ENNA – Erano imputati di favoreggiamento, per non aver rivelato l’identità della “fonte confidenziale” che fornì a entrambi delle notizie, ritenute riservate, sulle indagini in corso per l’omicidio di Carmelo Governale, ambulante di Piazza Armerina, ucciso il 20 ottobre 2007. Il Tribunale di Enna ha assolto con formula piena i giornalisti Josè Trovato (Il Giornale di Sicilia) e Giulia Martorana (La Sicilia).
La sentenza, emessa alle 16,09 di ieri dal giudice di Enna Giovanni Milano, ha accolto pienamente le tesi difensive, sostenute dagli avvocati Salvatore Timpanaro e Alberto Sbacchi, per Trovato, e Gianfranco D’Alessandro per Martorana. Per entrambi, in udienza, il Pm aveva chiesto 4 mesi di reclusione.
Quando i carabinieri e il sostituto procuratore Marcello Cozzolino li avevano interrogati, ai due giornalisti – che avevano fornito notizie di interesse pubblico, tra cui l’identificazione dei resti della vittima – non era stato riconosciuto il diritto di avvalersi del “segreto professionale”, in quanto giornalisti pubblicisti e non professionisti; benché avessero entrambi espresso agli inquirenti la propria ferma intenzione di mantenere riservata l’identità della propria fonte confidenziale (Trovato, in una memoria difensiva, scrisse che per lui, la riservatezza delle fonti, era una “questione d’onore”). Nonostante questo, la Procura tirò dritto e emise per entrambi un decreto di citazione a giudizio. Adesso il processo si chiude con l’assoluzione piena.
«Con viva soddisfazione prendiamo atto dell’assoluzione con la formula più piena “perché il fatto non sussiste”. Il giornalista – scrive l’avvocato Salvatore Timpanaro – non ha, quindi, commesso alcun favoreggiamento personale né ha pubblicato atti giudiziari coperti dal segreto.
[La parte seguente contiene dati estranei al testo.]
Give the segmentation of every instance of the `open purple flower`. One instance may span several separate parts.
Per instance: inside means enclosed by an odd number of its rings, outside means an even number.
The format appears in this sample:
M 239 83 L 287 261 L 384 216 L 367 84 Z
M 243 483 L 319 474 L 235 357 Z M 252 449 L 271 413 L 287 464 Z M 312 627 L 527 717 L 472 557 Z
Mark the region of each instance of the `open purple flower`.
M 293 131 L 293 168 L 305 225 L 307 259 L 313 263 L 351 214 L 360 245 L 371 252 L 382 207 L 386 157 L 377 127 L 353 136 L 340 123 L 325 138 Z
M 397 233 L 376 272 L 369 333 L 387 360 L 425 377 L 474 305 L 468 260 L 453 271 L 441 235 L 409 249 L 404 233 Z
Il processo ha trovato la sua origine nell’arcaicità della nostra legislazione penale che riconosce la tutela della riservatezza delle fonti giornalistiche esclusivamente ai giornalisti professionisti e non anche ai pubblicisti. La differenza di disciplina è affatto irragionevole e sul punto abbiamo sollevato una questione di legittimità costituzionale».
Josè Trovato, che nel frattempo si è iscritto nell’elenco dei giornalisti professionisti, esprime gioia per la sentenza, ma sottolinea: “Per un tema delicato come il segreto professionale è assurdo che legge non ritenga eguali giornalisti pubblicisti e professionisti. La legislazione italiana deve adeguarsi alla normativa europea e al buon senso, e cancellare la parola “professionisti” dall’articolo 200 del codice di procedura penale”.
Già nel maggio dello scorso anno, la Corte d’appello di Caltanissetta aveva assolto Giulia Martorana dal reato di favoreggiamento “perché il fatto non sussiste”, riformando una sentenza di condanna a 20 giorni di arresto emessa dal Tribunale di Enna. Anche in quel caso, la giornalista pubblicista, assistita dall’avvocato Gianfranco D’Alessandro, non aveva rivelato la propria fonte, avvalendosi del “segreto professionale”.
Assostampa e Odg Sicilia: “Sancito un principio fondamentale”
PALERMO – “C’è una buona notizia, per il mondo del giornalismo: dopo circa quattro anni il tribunale di Enna ha assolto «perché il fatto non sussiste» i colleghi Josè Trovato e Giulia Martorana, che si erano rifiutati di rivelare una loro fonte che fornì a entrambi delle notizie sulle indagini in corso per l’omicidio di Carmelo Governale, ucciso nel 2007, ed erano stati incriminati per favoreggiamento.
La sentenza del giudice Giovanni Milano sancisce in maniera chiara un principio fondamentale: anche i giornalisti pubblicisti hanno diritto al segreto professionale, che secondo la Procura si sarebbe dovuto riconoscere esclusivamente ai professionisti. In realtà, come da sempre hanno sostenuto l’Ordine e l’Associazione Siciliana della Stampa, i pubblicisti sono iscritti allo stesso albo dei professionisti e già altri giudici avevano permesso, in nome di principi sanciti a livello europeo, a tutti i giornalisti di mantenere la riservatezza sulle loro fonti.
Ordine e Assostampa esprimono grande soddisfazione per questa sentenza e, pur nel massimo rispetto delle funzioni e del ruolo della magistratura inquirente, sottolineano che questo processo, come tutti i dibattimenti che, in nome di principi giuridici assai discutibili, intendono restringere la libertà di informazione, poteva non essere celebrato, senza nessun danno per il diritto e per il mondo della giustizia.